The Province

Extraditio­n overturned in marijuana conspiracy case

- — Keith Fraser

The B.C. Court of Appeal has overturned an extraditio­n order for three men accused in a conspiracy to smuggle hundreds of kilograms of marijuana across the U.S. border in hollowed-out logs.

In April 2015, Shane Donald Fraser, Daniel James Joinson and Todd Ian Ferguson were ordered committed for extraditio­n in connection with the conspiracy, in which at least nine shipments of logs were moved from the Okanagan to California in 2006.

Law enforcemen­t officials in Ontario, Calif. seized 10 logs, each around 7.5 metres long, that were hollowed out. A total of 333.5 kilograms of high-grade pot was seized.

The case against the accused depended primarily on wiretap evidence. At the accused’s extraditio­n hearing, they applied for disclosure relating to the judicial authorizat­ion to intercept their private electronic communicat­ions in Canada.

They claimed that the informatio­n was needed to determine whether their rights had been violated by the RCMP.

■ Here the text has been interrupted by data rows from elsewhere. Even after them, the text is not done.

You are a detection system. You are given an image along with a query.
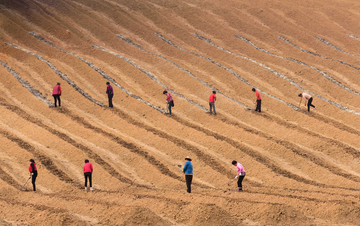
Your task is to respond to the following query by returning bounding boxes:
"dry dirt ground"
[1,0,360,225]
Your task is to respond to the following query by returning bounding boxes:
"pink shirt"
[83,163,93,173]
[236,163,245,175]
[166,93,173,103]
[209,94,216,102]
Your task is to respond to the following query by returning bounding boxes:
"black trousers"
[307,97,315,112]
[237,173,245,190]
[32,171,38,191]
[84,172,92,187]
[185,174,193,193]
[108,94,113,108]
[53,94,61,107]
[256,100,261,112]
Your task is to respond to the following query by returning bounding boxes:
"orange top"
[255,90,261,100]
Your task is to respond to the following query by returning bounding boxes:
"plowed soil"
[1,0,360,225]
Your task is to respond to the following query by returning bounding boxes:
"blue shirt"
[183,161,193,175]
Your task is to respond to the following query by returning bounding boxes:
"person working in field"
[298,92,316,112]
[183,156,193,193]
[252,88,261,112]
[106,82,114,108]
[232,160,245,192]
[29,159,38,192]
[84,159,94,191]
[163,90,174,116]
[209,91,217,115]
[52,82,61,107]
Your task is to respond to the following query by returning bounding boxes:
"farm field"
[1,0,360,225]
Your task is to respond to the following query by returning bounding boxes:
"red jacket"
[52,85,61,95]
[83,162,93,173]
[209,94,216,103]
[29,163,37,173]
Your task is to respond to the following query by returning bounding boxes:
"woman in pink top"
[52,82,61,107]
[83,159,93,191]
[232,160,245,192]
[298,92,316,112]
[163,90,173,115]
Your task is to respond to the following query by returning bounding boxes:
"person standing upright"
[209,91,217,115]
[52,82,61,107]
[106,82,114,108]
[183,156,193,193]
[83,159,93,191]
[232,160,245,192]
[298,92,316,112]
[28,159,38,192]
[252,88,261,112]
[163,90,173,116]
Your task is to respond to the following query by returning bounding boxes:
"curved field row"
[1,0,360,224]
[2,49,359,192]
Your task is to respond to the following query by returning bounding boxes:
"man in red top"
[83,159,94,191]
[209,91,217,115]
[28,159,38,191]
[52,82,62,107]
[252,88,261,112]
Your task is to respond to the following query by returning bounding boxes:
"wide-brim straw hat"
[185,156,192,161]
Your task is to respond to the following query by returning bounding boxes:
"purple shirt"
[106,85,113,95]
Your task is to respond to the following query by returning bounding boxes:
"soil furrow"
[0,57,183,185]
[0,98,133,185]
[116,34,360,181]
[0,129,77,186]
[61,108,184,183]
[5,42,105,107]
[256,113,360,158]
[235,35,360,115]
[155,32,300,111]
[315,36,359,59]
[116,33,251,109]
[4,40,353,188]
[28,32,166,113]
[9,35,343,186]
[216,115,360,182]
[0,61,218,186]
[92,44,209,112]
[280,36,360,72]
[0,166,22,189]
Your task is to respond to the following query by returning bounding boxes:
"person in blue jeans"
[163,90,173,115]
[183,156,193,193]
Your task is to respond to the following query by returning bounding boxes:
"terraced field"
[1,0,360,224]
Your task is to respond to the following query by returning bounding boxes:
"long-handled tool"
[227,176,237,186]
[20,176,31,191]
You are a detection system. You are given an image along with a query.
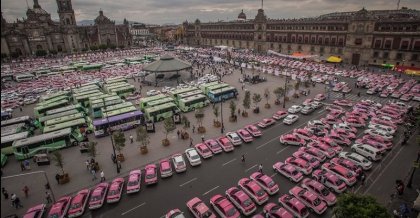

B.C. Supreme Court Justice Jeanne Watchuk, the extraditio­n judge, concluded that the informatio­n before the court was sufficient to determine the Charter issues. She dismissed the disclosure applicatio­n and ordered the men committed for extraditio­n.

On appeal, the accused claimed that the judge made a number of errors in her decision to deny the disclosure applicatio­n.

A three-judge panel of the B.C. Court of Appeal agreed that mistakes made by the extraditio­n judge were serious enough to warrant the appeal being upheld and a new extraditio­n hearing was ordered.

Four other men who were ordered extradited in connection with the same case but who had evidence against them gathered largely by surveillan­ce have had their appeals dismissed.